Volgens een Rechtszaak (PDF), ingediend door de staat Texas samen met tien andere staten, zou Google gebruik maken van Facebook een overeenkomst hebben bereikt die het zoekmachinebedrijf toegang geeft tot de Gegevens van WhatsApp-gebruikers. In de rechtszaak staat dat Google "herhaaldelijk en schaamteloos het mededingingsrecht en de wetten inzake consumentenbescherming heeft geschonden".
Naast de huidige rechtszaak, die wordt gesteund door de staten Arkansas, Idaho, Indiana, Kentucky, Mississippi, Missouri, Noord- en Zuid-Dakota en Utah, hebben de staatsadvocaten-generaal van bijna alle Amerikaanse staten al in oktober 2020 een rechtszaak aangespannen, waarin Google wordt beschuldigd van misbruik van marktmacht. Het belangrijkste punt is de zoekvoorkeuren van het mobiele Android-besturingssysteem.
Exclusieve samenwerking tussen Google en Facebook
In de huidige rechtszaak wordt Google ervan beschuldigd een exclusieve samenwerking met Facebook aan te gaan met als doel het quasi-monopolie van de groep in stand te houden. Daartoe, volgens de verklaring van eis (pagina 57), ging Google naar verluidt een overeenkomst aan in 2015, kort nadat WhatsApp werd gekocht door Facebook, dat de groep "toegang gaf tot miljoenen end-to-end gecodeerde WhatsApp-berichten, foto's, video's en audiobestanden van Amerikanen".
Of deze beschuldiging daadwerkelijk waar is, moet in de lopende procedure worden opgehelderd. Daartoe evalueren de rechtbanken onder meer talrijke interne bedrijfsdocumenten, waarvan sommige echter in de gepubliceerde rechtszaak zijn geblindeerd.
Het is echter technisch niet mogelijk voor Google om toegang te krijgen tot de end-to-end gecodeerde communicatie.
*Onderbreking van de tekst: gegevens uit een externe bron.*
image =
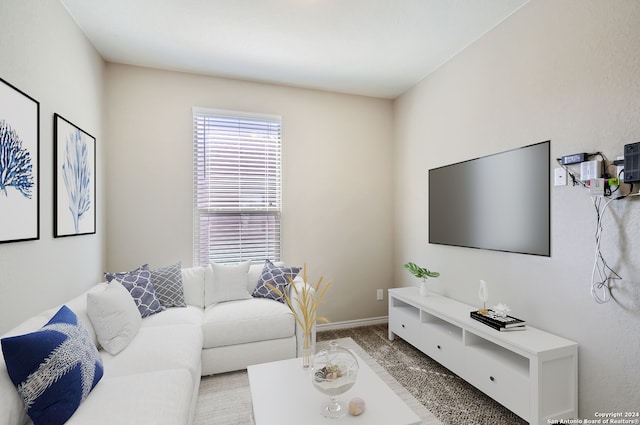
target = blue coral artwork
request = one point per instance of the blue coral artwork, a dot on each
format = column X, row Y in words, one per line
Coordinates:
column 19, row 165
column 75, row 183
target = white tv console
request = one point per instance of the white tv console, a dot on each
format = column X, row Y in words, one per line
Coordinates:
column 532, row 373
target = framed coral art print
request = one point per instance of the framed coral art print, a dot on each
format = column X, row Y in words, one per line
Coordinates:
column 19, row 165
column 74, row 177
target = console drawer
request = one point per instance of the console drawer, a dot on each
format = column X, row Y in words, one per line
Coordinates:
column 444, row 347
column 507, row 385
column 405, row 322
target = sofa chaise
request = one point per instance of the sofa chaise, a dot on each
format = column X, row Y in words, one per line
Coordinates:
column 151, row 362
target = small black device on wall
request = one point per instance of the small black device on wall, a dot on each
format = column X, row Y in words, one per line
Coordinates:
column 632, row 162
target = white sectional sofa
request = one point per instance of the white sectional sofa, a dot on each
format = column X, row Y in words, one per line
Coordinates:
column 155, row 378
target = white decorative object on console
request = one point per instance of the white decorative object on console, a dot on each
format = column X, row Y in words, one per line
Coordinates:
column 533, row 373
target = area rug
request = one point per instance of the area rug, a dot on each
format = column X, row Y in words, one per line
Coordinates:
column 451, row 399
column 225, row 399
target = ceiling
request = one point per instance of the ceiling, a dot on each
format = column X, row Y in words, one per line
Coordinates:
column 374, row 48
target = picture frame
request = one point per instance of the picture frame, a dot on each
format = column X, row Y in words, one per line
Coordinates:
column 19, row 165
column 74, row 179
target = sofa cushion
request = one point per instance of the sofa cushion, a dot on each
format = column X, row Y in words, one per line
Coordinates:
column 188, row 315
column 138, row 283
column 114, row 316
column 53, row 368
column 167, row 281
column 158, row 348
column 242, row 321
column 277, row 277
column 226, row 282
column 161, row 397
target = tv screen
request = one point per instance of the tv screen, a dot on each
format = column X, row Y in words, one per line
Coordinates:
column 498, row 202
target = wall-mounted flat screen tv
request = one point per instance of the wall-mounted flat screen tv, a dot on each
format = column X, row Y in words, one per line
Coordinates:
column 498, row 202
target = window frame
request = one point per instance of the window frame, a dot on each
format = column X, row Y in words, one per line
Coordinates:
column 264, row 215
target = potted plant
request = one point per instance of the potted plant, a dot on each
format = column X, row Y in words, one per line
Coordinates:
column 421, row 273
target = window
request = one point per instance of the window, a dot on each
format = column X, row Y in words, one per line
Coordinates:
column 237, row 186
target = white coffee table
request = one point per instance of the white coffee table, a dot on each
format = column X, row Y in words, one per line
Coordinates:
column 282, row 394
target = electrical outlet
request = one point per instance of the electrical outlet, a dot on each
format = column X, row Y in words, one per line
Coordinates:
column 620, row 169
column 560, row 177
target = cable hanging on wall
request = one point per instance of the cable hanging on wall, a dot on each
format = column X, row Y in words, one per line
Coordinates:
column 602, row 186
Het is dan ook zeer waarschijnlijk dat Google op grond van de overeenkomst slechts tot april 2016 toegang kreeg tot de WhatsApp-gegevens, omdat er voor die datum geen versleuteling bestond. Bovendien zou het mogelijk zijn dat Google nog steeds back-ups van WhatsApp-gebruikers evalueert omdat deze ongecodeerd worden opgeslagen.
Manipulatie in online reclame
Naast de beschuldiging van misbruik van gegevens wordt Google in de rechtszaak ook beschuldigd van manipulatie van online reclame. Concreet gaat het om zogenaamde header bidding, waarbij website-exploitanten hun advertentieruimte parallel op verschillende reclamemarkten kunnen aanbieden.
Volgens de rechtszaak zag Google dit als een bedreiging voor zijn bedrijfsmodel. Het bedrijf wordt er daarom van beschuldigd dat het headerbieden heeft overgenomen, maar de advertenties vervolgens zo heeft gemanipuleerd dat Google-advertenties werden gespeeld, zelfs als een concurrent een hoger bod op de advertentieruimte had uitgebracht. In een Verklaring Google heeft alle aanklachten afgewezen.